Maserati Quattroporte II, le ratage qui aurait pu devenir le fleuron de Citroën fête ses 50 ans
Stéphane Schlesinger , mis à jour
Sous sa ligne évoquant une Fiat 128 hypertrophiée, la Maserati Quattroporte II est en réalité proche de la… Citroën SM ! Inaboutie, elle a pourtant frôlé la fabrication en série : on est passé près du drame voici exactement 50 ans.
A la fin des années 60, on a la folie des grandeurs chez Citroën, quand bien même les finances ne sont pas si reluisantes. Alors qu’on a lamentablement arrêté le crucial projet F en 1964, on se permet de racheter d’abord Panhard en 1965, puis Maserati en 1968. Pourquoi ? Pour en récupérer un moteur qui va animer un coupé de haut de gamme : la SM.
Lancée en 1970, celle-ci cache sous sa carrosserie ultramoderne une plate-forme proche de celle de la DS et un V6 2,7 l dû à Giulio Alfieri, ingénieur en chef de la marque au trident. Cette dernière récupère à son tour des technologies Citroën, notamment l’hydraulique haute pression dont on retrouvera des éléments sur les Bora, Merak et Khamsin (notamment du côté du freinage).

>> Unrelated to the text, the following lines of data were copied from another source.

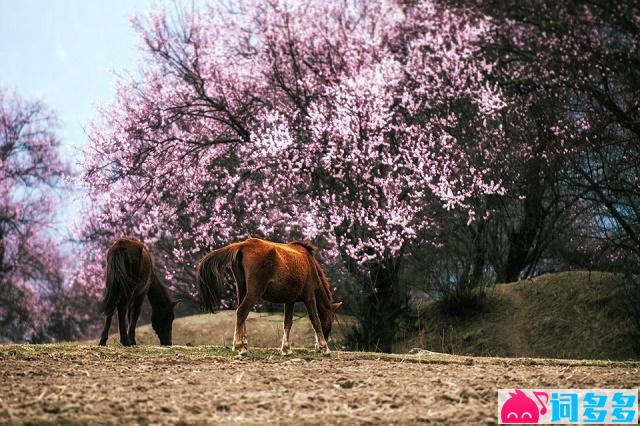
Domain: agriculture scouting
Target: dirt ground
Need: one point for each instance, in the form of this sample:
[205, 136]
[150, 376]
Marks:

Mais la collaboration devait aller bien plus loin : en octobre 1974, Maserati présente au salon de Paris sa Quattroporte de deuxième génération. Succédant à une Quattroporte I élégante et dotée d’un V8 issue de la compétition, elle déconcerte totalement. Déjà par sa ligne banale malgré quelques détails bizarres, évoquant une grosse Fiat 128 : Marcello Gandini, son auteur travaillant alors chez Bertone, n’a pas réalisé là un chef d’œuvre…
Ensuite par sa technique. En effet, cette Quattroporte n’est rien d’autre qu’une Citroën SM rallongée et pas encore au point. Elle se contente donc d'un V6, celui porté à 3,0 l de la SM automatique. Le public n’adhère pas du tout (en Europe, la traction est rejetée à ce niveau de gamme) et le constructeur n’a pas les moyens de la finaliser. Problème, Citroën non plus : ses errements des sixties ont emmené le double chevron à la faillite et au rachat par Peugeot.

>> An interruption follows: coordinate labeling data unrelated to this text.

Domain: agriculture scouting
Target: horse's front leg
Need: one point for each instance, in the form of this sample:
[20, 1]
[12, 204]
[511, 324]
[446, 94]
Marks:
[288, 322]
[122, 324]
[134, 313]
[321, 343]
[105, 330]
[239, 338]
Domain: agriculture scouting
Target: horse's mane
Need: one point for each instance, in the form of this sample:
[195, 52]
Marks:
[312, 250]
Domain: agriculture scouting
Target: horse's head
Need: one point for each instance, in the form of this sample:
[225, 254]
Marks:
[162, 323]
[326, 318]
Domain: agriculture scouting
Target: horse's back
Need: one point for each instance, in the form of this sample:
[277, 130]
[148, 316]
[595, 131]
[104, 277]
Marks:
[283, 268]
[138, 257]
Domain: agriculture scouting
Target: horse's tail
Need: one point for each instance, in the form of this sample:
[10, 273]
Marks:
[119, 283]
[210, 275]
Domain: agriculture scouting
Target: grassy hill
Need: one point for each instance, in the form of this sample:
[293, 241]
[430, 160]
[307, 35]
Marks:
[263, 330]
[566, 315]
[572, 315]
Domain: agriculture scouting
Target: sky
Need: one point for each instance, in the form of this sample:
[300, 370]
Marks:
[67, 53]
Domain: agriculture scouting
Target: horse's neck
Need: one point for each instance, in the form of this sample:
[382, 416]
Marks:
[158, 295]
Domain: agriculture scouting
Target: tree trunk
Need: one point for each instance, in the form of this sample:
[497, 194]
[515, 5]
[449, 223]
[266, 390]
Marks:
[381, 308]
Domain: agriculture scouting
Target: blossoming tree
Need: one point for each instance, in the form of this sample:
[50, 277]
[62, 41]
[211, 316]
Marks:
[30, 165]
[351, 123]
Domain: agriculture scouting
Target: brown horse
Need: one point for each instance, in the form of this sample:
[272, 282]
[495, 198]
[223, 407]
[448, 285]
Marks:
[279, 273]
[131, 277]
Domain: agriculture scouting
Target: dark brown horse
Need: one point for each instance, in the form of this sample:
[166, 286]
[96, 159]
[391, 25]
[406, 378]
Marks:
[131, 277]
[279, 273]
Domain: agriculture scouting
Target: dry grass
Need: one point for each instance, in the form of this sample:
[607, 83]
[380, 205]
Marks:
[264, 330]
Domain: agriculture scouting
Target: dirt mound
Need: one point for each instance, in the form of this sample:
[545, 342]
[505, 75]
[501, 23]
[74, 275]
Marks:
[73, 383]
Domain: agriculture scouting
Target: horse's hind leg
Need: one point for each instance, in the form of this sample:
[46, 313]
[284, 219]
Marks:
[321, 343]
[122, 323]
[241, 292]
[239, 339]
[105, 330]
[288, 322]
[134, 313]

Mais l’idée d'une improbable berline sur base de SM vient-elle de Maserati ? Rien n’est moins sûr. Explication. En ce moment, on fête le jubilé de la CX, révélée en même temps que la Quattroporte II. On croit souvent que la CX a remplacé la DS, mais ce n’est que partiellement vrai. En effet, elle ne devait succéder qu’aux DSpécial et DSuper, les versions basses de la mythique berline.
Les versions hautes, badgées DS20 et DS23 devaient connaître une descendance plus prestigieuse : on leur avait prévu une grande berline dérivant de la SM. Voilà qui évoque furieusement la Maserati Quattroporte II ! Il n’est pas du tout exclu qu’une variante dessinée en interne chez Citorën ait été réalisée, d’ailleurs, Chapron a construit pour son compte des SM à quatre portes baptisées Opéra et moyennement réussies.
Quant à l’italienne, sa définition semble bien vue : une auto suffisamment rapide (200 km/h), confortable, extrêmement sûre et moins gourmande que celle qu’elle remplace grâce à son moteur plus petit, ça n’a rien d’idiot à une époque frappée par la crise du pétrole, où les limitations de vitesse se répandent. Mais les faillites de Citroën et Maserati scellent son sort. Côté français, Peugeot stoppe tout développement sur base SM, allant même jusqu’à bazarder les dernières coques construites.
Côté italien, même si une variante 3,2 l de la Quattroporte II a été présentée, Alejandro de Tomaso, qui a racheté Maserati en 1975, arrête également les frais sur cette voiture (il refusera le proto proposé par Frua) et met en chantier une Quattroporte III. Treize Quattroporte II ont été produites jusqu'en 1978, à l'unité, sur demande d'une clientèle presque exclusivement proche-orientale.
Pour limiter les coûts de conception, celle-ci dérivera de sa berline Deauville, très inspirée de la Jaguar XJ6, par son style et ses trains roulants. Présentée dès la fin 1976, elle n’est commercialisée qu’en 1979, le temps de parachever sa mise au point. Et elle se vendra très correctement.